Pulsed field ablation did not have superior efficacy to radiofrequency ablation in patients with drug-resistant paroxysmal (intermittent) atrial fibrillation, according to results from a late-breaking trial presented in a Hot Line session today at ESC Congress 2025.
Atrial fibrillation (AF) is the most common sustained cardiac arrhythmia. Patients whose AF is not controlled by antiarrhythmic drugs may undergo catheter ablation to disrupt the abnormal electrical pathways that cause the arrhythmia.
Principal Investigator, Professor Pierre Jaïs from the IHU LIRYC (L'Institut de Rythmologie et Modélisation Cardiaque), Bordeaux, France, explained why the trial was carried out: "Pulmonary vein isolation using thermal radiofrequency-based ablation (RFA) is a widely accepted and established treatment for antiarrhythmic drug-resistant AF. However, pulmonary vein isolation has evolved with the introduction of pulsed field ablation (PFA), which is a faster, more straightforward nonthermal procedure that potentially offers more selective tissue targeting than thermal energy sources. Other trials have compared PFA with thermal energy sources with inconclusive results. We conducted the BEAT-PAROX-AF trial to directly compare PFA with advanced RFA in patients with antiarrhythmic drug-resistant symptomatic paroxysmal AF."

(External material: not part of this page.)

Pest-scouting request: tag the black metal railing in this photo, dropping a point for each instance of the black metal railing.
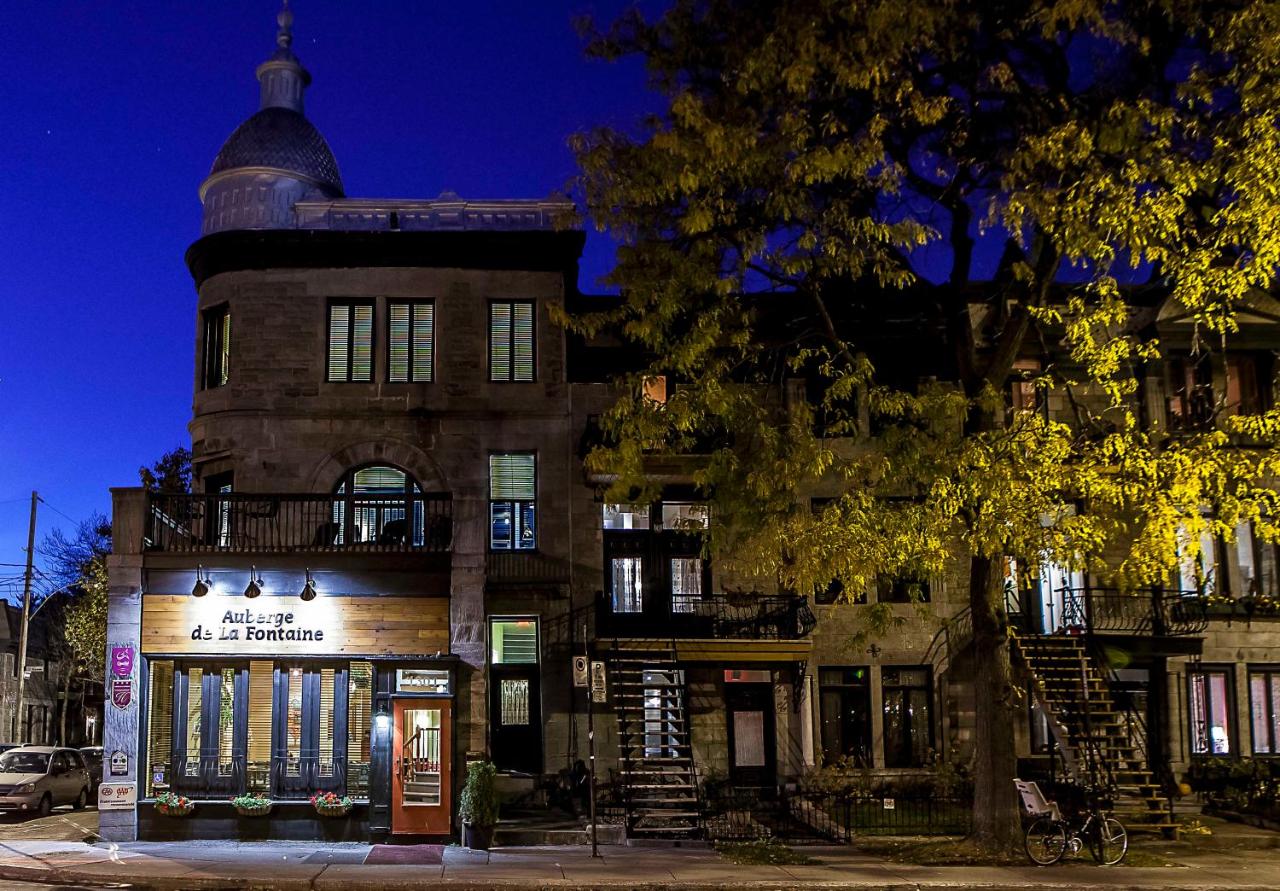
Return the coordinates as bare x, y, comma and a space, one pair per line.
250, 522
749, 814
725, 616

BEAT-PAROX-AF was an open-label, randomized controlled superiority trial conducted at nine high-volume centres across France, Czechia, Germany, Austria and Belgium. Eligible patients were aged 18-80 years with symptomatic paroxysmal AF that was resistant to at least one antiarrhythmic drug, with a Class I or IIa indication for AF ablation according to ESC Guidelines and effective oral anticoagulation for >3 weeks prior to the planned procedure. Patients were randomised 1:1 to pulmonary vein isolation using either single-shot PFA or point-by-point RFA following the CLOSE protocol. The primary endpoint was the single-procedure success rate after 12 months, defined as the absence of ≥30-second atrial arrhythmia recurrence, cardioversion, Class I/III antiarrhythmic drug resumption after a 2-month blanking period or any repeat ablation. For follow-up, participants were instructed to perform weekly self-recorded single-lead ECGs and to capture recordings during symptomatic episodes using a mobile ECG system.
A total of 289 patients were analysed who had a mean age of 63.5 years and 42% were female. The mean duration of drug-resistant AF was 39 months.
The primary endpoint, single-procedure success at 12 months, was high and similar between the procedure types: 77.2% in the PFA group and 77.6% in the RFA group, with an adjusted difference of 0.9% (95% confidence interval [CI] -8.2 to 10.1; p=0.84).
The mean total procedure duration was significantly shorter for PFA (56 vs. 95 minutes), with an adjusted difference of −39 minutes (95% CI −44 to −34).
Overall, the safety profile was excellent in both groups. Procedure-related serious adverse events Including unplanned or prolonged hospitalisations occurred in 5 patients (3.4%) in the PFA group and 11 patients (7.6%) in the RFA group. Complications appeared more frequent with RFA. One transient ischaemic attack was observed with PFA, while two tamponade percutaneously drained and two cases of pulmonary vein stenosis >70% were observed with RFA. Pulmonary vein stenosis >50% occurred in 12 patients and 15 patients, respectively. No deaths, persistent phrenic palsy or stroke occurred.
Professor Jaïs concluded: "Both PFA and RFA using the CLOSE protocol showed excellent and similar efficacy. Single-procedure success rates were comparable, although there appeared to be fewer complications and a shorter procedure time with PFA."